In this study, we showed that a codon optimized version of the spike (S) protein of SARS-CoV-2 can migrate to the cell membrane. However, efficient production of Moloney murine leukemia (MLV) infectious viral particles was only achieved with stable expression of a shorter S version in C-terminal (ΔS) in MLV Gag-pol expressing cells. As compared to transient transfections, this platform generated viruses with a 1000-fold higher titer. ΔS was 15-times more efficiently incorporated into VLPs as compared to S, and that was not due to steric interference between the cytoplasmic tail and the MLV capsid, as similar differences were also observed with extracellular vesicles. The amount of ΔS incorporated into VLPs released from producer cells was high and estimated at 1.25 μg/mL S2 equivalent (S is comprised of S1 and S2). The resulting VLPs could potentially be used alone or as a boost of other immunization strategies for COVID-19.

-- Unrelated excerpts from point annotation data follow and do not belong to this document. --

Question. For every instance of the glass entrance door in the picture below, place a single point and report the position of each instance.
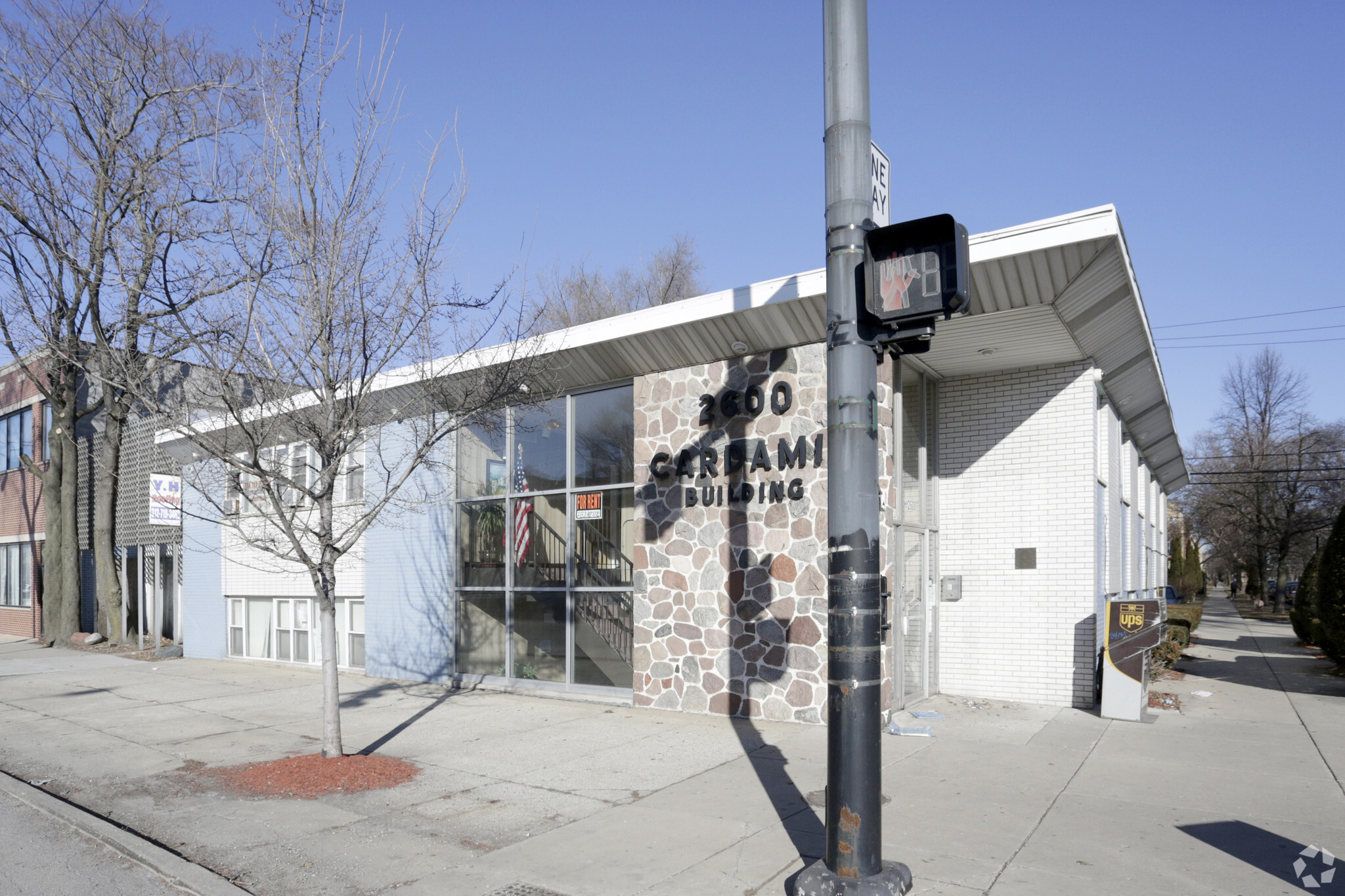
(914, 618)
(916, 426)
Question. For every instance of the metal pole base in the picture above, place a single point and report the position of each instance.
(820, 880)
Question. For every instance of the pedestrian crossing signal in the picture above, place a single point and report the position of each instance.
(916, 270)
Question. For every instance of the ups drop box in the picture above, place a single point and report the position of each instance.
(1133, 629)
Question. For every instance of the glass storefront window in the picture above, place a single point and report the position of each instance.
(540, 448)
(604, 639)
(482, 469)
(604, 437)
(481, 633)
(604, 530)
(481, 543)
(912, 442)
(540, 636)
(540, 542)
(556, 551)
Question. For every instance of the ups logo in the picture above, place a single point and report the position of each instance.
(1132, 617)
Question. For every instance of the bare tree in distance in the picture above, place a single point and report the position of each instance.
(332, 382)
(1269, 475)
(110, 125)
(586, 295)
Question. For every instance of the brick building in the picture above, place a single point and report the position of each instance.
(655, 530)
(23, 519)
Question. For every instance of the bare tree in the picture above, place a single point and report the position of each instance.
(1268, 476)
(583, 296)
(105, 113)
(335, 378)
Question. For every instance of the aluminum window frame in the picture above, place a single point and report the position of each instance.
(510, 587)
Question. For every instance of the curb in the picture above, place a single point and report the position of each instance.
(169, 865)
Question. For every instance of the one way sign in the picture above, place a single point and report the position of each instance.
(881, 177)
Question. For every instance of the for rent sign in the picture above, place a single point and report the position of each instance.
(164, 500)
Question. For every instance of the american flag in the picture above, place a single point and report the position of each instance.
(522, 507)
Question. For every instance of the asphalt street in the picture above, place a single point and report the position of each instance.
(49, 857)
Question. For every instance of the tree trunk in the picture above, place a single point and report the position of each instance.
(68, 621)
(105, 516)
(53, 585)
(332, 746)
(1279, 584)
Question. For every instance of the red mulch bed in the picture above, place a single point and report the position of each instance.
(310, 777)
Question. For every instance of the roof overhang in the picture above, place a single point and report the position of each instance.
(1048, 292)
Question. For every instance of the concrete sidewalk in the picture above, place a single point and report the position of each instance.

在这项研究中，我们表明SARS-CoV-2的穗状蛋白（S）的密码子优化版本可以迁移到细胞膜。但是，只有在MLV Gag-pol表达细胞的C端（ΔS）中稳定表达较短的S型，才能实现Moloney鼠白血病（MLV）感染性病毒颗粒的高效生产。与瞬时转染相比，该平台产生的病毒滴度高1000倍。与S相比，ΔS结合到VLP中的效率提高了15倍，这不是由于细胞质尾部和MLV衣壳之间的空间干扰，因为在细胞外囊泡中也观察到了类似的差异。从生产细胞释放的VLP中掺入的ΔS数量很高，估计为1.25μg/ mL S2当量（S由S1和S2组成）。